The second reason makes me feel better about the first one. The second reason is that it just feels too flat. It makes my characters feel like two-dimensional, cardboard cutouts. They don’t come alive. They just sit there on the page smiling their artificial smiles and the doggone wind keeps knocking them over every time they try to do anything.
Characters shouldn’t be cardboard cutouts. They should be three dimensional and they should come alive. In fact, they have to or your story is just as dead as it would be without a compelling story. So, again, you ask me, “How can I tell?” or, “How do I build out my characters?” I said the bad news is that I can’t tell you that, and that is true. The good news is that I can tell you how I do it, and I can tell you a surefire way to tell whether you missed the mark.
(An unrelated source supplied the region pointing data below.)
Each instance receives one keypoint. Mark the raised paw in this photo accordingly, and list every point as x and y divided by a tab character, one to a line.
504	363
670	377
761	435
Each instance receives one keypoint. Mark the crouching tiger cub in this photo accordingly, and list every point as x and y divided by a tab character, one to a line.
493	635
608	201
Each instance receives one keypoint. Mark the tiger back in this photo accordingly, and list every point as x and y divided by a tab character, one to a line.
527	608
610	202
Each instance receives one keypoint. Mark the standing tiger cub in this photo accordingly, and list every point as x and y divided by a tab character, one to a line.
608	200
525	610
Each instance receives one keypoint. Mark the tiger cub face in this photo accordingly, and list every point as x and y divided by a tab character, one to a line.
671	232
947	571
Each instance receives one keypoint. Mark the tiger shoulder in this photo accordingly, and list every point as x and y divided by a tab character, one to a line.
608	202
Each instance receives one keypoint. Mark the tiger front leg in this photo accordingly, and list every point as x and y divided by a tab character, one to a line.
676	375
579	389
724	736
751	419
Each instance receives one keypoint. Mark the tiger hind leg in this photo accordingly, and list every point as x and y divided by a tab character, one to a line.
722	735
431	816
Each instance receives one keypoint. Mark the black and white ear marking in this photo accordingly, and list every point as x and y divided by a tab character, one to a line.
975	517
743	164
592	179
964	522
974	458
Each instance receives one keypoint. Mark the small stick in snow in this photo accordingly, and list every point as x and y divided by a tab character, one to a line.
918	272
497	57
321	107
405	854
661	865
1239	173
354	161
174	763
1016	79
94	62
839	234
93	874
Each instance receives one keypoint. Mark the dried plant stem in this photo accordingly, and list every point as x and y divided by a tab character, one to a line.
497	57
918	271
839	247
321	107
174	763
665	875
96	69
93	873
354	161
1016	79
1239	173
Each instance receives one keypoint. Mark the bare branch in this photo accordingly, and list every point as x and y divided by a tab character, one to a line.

The easiest way to tell if you’ve missed the mark is by understanding a fundamental truth. Your characters will never be as real to your readers as they are to you. That means that if a character seems extremely real to you, then she probably is real to your readers. If a character feels flat to you, then you had better look out. That character is an imposter posing as a real person in your story. And those imposters will do a lot of damage.
Try an exercise for me. Pick a random character from a story you’re working on. Got one? Now, open up Microsoft Word or whatever word processing software you use and start writing what you know about them. Who is the person? What does their voice sound like? What was their childhood like? How do they behave as an adult? What do they like to do? Ask yourself basic questions that you can answer about the real people in your life.
Now push a little deeper. How might they react if someone insulted them? Or punched them? What if someone gave them a present? How would they react if, say, they got a mysterious phone call telling them they only had seven days to live? What if they won the lottery?
The point is that you should be able to answer these types of questions even if you don’t have detailed events built out to drive their behaviors. You should know how they would react in a given situation. You should know how they would respond. You should know what motivates them, makes them angry, scares them, or excites them. If you don’t, chances are very good that your characters are too flat. You likely need to do some more work.
With under developed characters, you run the risk that your story could be driving your characters rather than the other way around – meaning that you end up shaping your characters to match what you need to happen in the story. That’s ok if you’re talking about the story as a whole, but doing that at a scene level can be catastrophic. It can undermine your characters. At best, it can make them seem inconsistent. At worst, it can make them seem like they have a multiple personality disorders. Either way, it can destroy your story.